We Like Pans That Are Nonstick
Four of the muffin tins had nonstick coatings, so they each released foods easily. These nonstick models were also easy to wash. One stainless-steel tin without a nonstick coating released food cleanly, though not as easily as those with nonstick coatings. The other tin without a nonstick coating, the porcelain model, didn't fare well. Small pieces of the muffins were left behind, stuck to the cups’ walls. The porcelain pan was especially difficult to clean because it was quite heavy—more than 3 pounds—and it became slippery in the sink
The Best Six-Cup Muffin Tin: Williams Sonoma Goldtouch Pro Muffin Pan, 6-Well
Our favorite six-cup muffin tin is the Williams Sonoma Goldtouch Pro Muffin Pan, 6-Well. The cups have large capacities, about 6½ tablespoons, and there’s enough space in between each cup to ensure that the contents don’t run into each other as they bake. The extended rim around the exterior of the tin makes it easy to securely move the tin into and out of the oven. Gold-colored, this tin produced beautiful golden-brown muffins and cupcakes with evenly browned sides and bottoms. Food also released without extra effort and left nothing behind. As a result, we were able to clean this tin quickly and easily. At roughly half the price, the Wilton Recipe Right Non-Stick/MD 6 Cup Muffin Pan is also a great choice. Because the rim is less spacious than our winner’s, it was harder to find a secure place to hold the hot tin while wearing oven mitts. However, food released easily, and it produced evenly browned baked goods that didn’t run together. If you have a toaster oven and/or limited storage space, or if you regularly make half batches of muffins or cupcakes, either of these pans will make an excellent addition to your bakeware collection.

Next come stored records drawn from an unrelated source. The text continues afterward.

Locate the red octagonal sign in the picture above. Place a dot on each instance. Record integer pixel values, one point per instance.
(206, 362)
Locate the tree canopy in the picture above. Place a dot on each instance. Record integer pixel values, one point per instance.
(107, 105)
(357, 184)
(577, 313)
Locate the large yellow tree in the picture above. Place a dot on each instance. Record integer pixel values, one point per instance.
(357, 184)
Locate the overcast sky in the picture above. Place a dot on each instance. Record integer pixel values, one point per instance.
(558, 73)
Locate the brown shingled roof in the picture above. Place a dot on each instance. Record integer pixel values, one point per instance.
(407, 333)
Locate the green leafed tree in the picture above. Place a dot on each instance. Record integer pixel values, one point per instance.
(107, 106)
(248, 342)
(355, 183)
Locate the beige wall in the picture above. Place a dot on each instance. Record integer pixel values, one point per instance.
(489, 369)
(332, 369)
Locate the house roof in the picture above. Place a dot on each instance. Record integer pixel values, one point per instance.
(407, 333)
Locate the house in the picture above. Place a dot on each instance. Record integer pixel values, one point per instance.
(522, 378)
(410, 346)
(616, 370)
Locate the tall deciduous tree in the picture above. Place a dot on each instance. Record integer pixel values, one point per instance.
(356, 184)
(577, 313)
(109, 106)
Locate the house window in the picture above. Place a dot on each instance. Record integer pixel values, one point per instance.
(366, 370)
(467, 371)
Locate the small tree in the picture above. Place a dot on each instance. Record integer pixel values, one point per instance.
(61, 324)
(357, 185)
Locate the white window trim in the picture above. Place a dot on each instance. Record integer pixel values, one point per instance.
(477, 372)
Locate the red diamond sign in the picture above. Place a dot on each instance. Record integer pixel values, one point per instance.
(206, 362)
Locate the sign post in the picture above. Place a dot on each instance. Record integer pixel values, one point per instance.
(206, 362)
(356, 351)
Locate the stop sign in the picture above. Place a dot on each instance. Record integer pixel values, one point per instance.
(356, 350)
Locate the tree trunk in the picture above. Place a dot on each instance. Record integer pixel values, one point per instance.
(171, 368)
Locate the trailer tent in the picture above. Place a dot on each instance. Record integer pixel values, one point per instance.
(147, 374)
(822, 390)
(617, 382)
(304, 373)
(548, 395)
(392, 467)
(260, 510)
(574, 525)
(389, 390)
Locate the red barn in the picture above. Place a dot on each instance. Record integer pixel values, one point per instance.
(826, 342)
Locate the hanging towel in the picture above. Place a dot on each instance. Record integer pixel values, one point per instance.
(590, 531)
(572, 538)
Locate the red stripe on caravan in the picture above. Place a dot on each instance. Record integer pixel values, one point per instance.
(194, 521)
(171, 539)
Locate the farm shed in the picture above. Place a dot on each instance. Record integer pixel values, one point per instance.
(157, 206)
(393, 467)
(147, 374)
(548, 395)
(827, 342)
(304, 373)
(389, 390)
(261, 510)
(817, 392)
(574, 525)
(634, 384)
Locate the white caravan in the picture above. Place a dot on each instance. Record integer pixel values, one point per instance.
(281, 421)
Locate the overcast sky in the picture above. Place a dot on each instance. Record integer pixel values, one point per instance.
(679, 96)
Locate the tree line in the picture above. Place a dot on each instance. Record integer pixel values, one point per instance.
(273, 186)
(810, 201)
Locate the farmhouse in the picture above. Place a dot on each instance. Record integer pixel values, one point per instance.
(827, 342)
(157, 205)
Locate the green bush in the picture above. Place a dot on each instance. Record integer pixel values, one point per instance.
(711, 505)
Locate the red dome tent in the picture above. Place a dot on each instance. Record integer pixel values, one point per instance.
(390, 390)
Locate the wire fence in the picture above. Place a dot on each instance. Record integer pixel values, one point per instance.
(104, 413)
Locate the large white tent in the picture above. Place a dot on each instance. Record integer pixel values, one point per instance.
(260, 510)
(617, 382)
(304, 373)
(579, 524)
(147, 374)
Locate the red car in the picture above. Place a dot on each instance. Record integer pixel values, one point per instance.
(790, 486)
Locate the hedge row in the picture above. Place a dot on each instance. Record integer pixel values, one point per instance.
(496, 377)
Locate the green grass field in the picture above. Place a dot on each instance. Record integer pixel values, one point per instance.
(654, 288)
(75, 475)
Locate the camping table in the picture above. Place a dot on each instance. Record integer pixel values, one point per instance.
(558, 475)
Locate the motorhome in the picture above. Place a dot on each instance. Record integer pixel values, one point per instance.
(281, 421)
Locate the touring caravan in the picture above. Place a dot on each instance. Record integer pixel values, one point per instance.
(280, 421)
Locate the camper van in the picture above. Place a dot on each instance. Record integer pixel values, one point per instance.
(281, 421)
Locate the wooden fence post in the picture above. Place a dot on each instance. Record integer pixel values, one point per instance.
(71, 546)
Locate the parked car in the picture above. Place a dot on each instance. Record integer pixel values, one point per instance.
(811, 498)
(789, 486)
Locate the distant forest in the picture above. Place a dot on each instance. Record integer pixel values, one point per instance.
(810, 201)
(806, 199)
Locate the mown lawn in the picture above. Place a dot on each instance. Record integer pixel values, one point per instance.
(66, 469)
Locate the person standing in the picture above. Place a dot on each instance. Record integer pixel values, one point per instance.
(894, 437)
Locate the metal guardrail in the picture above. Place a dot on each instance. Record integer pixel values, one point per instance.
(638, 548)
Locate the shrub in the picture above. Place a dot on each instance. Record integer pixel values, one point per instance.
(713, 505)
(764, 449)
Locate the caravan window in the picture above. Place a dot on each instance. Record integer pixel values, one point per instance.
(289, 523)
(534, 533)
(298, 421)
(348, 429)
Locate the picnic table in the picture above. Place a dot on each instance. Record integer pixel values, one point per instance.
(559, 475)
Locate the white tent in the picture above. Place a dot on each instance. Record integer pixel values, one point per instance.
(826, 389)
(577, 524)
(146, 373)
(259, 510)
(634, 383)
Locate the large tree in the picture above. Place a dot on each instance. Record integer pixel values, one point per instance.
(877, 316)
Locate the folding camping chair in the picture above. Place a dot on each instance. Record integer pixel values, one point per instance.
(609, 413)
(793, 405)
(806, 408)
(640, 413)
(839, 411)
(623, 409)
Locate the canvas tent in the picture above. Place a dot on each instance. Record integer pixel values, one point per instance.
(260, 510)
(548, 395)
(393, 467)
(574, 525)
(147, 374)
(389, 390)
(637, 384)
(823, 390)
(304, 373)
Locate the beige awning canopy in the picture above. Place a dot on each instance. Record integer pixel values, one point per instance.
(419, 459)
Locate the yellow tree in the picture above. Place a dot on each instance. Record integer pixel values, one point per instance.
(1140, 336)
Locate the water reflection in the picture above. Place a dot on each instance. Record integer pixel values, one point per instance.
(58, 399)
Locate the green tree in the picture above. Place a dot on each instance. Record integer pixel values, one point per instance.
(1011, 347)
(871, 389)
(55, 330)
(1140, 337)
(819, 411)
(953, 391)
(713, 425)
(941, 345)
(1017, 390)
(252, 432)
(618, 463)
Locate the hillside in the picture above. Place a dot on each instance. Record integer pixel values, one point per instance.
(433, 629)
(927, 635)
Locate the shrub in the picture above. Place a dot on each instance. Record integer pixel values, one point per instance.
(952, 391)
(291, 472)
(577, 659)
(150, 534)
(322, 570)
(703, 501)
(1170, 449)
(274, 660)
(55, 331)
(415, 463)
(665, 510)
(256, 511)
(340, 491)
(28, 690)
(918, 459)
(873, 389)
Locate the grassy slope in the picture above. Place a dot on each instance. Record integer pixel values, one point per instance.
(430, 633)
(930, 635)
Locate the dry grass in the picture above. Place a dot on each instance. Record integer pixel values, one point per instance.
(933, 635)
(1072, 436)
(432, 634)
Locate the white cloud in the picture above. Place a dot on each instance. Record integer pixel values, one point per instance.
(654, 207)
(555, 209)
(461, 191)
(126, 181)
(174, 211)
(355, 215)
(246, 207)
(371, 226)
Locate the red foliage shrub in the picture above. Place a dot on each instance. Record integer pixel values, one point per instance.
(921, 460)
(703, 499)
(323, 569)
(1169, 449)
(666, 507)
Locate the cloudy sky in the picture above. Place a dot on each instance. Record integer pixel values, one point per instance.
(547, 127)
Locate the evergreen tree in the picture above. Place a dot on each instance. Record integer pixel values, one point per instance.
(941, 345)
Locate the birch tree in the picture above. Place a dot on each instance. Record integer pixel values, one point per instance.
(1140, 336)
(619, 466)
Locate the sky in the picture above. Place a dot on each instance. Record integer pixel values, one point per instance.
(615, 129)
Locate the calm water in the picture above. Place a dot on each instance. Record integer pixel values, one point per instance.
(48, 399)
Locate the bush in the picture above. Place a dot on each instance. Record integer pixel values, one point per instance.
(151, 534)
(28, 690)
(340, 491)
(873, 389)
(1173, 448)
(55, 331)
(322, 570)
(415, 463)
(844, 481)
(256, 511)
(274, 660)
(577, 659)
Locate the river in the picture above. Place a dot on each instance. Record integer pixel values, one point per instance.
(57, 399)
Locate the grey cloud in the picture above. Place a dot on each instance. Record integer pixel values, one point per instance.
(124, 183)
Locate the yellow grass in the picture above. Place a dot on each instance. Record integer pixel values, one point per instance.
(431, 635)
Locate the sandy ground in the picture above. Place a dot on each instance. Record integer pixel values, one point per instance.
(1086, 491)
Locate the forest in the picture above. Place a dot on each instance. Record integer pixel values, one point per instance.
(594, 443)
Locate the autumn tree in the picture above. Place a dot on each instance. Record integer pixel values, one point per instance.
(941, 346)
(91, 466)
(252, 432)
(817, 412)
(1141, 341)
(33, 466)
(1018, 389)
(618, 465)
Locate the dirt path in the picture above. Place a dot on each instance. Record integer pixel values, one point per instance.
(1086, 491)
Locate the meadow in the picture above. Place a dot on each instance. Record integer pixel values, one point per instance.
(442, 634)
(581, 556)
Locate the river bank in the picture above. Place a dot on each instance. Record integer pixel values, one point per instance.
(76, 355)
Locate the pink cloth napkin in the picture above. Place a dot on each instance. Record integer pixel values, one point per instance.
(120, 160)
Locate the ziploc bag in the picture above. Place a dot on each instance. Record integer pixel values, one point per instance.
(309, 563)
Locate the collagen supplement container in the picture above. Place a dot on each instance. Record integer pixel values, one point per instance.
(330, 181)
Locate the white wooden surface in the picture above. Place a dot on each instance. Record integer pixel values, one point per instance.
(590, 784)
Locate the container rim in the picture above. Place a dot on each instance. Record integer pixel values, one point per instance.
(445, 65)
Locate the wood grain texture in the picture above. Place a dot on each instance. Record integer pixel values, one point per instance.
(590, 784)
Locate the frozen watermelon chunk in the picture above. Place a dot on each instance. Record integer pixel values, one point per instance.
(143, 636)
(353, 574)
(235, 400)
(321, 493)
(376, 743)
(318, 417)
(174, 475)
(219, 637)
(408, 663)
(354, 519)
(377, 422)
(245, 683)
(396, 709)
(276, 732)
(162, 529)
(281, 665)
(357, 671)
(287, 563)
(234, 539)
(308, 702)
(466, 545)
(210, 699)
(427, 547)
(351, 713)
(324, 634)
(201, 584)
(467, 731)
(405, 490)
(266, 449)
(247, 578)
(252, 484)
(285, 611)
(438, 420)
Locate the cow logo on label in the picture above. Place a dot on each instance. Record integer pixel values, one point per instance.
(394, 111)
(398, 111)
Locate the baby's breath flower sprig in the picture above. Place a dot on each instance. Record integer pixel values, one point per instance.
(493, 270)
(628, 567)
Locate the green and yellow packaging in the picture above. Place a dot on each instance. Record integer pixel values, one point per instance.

- Test six 6-cup muffin tins, priced from about $11 to about $26
- Conduct all tests in our winning toaster oven, the Breville Smart Oven
- Bake Basic Muffins
- Bake Easy Birthday Cupcakes
- Make Muffin Tin Frittatas
- Hand-wash each pan 10 times
Release: We rated how well each tin released food from its cups (which we sprayed with vegetable oil spray before each test).
Browning: We evaluated the browning of the food baked in each tin.
Food Shape: We evaluated the shapes of the baked goods produced by each tin.
Handling: We considered how comfortable each tin was to hold and to maneuver into and out of the oven.
Cleaning: We evaluated how easy each tin was to wash by hand.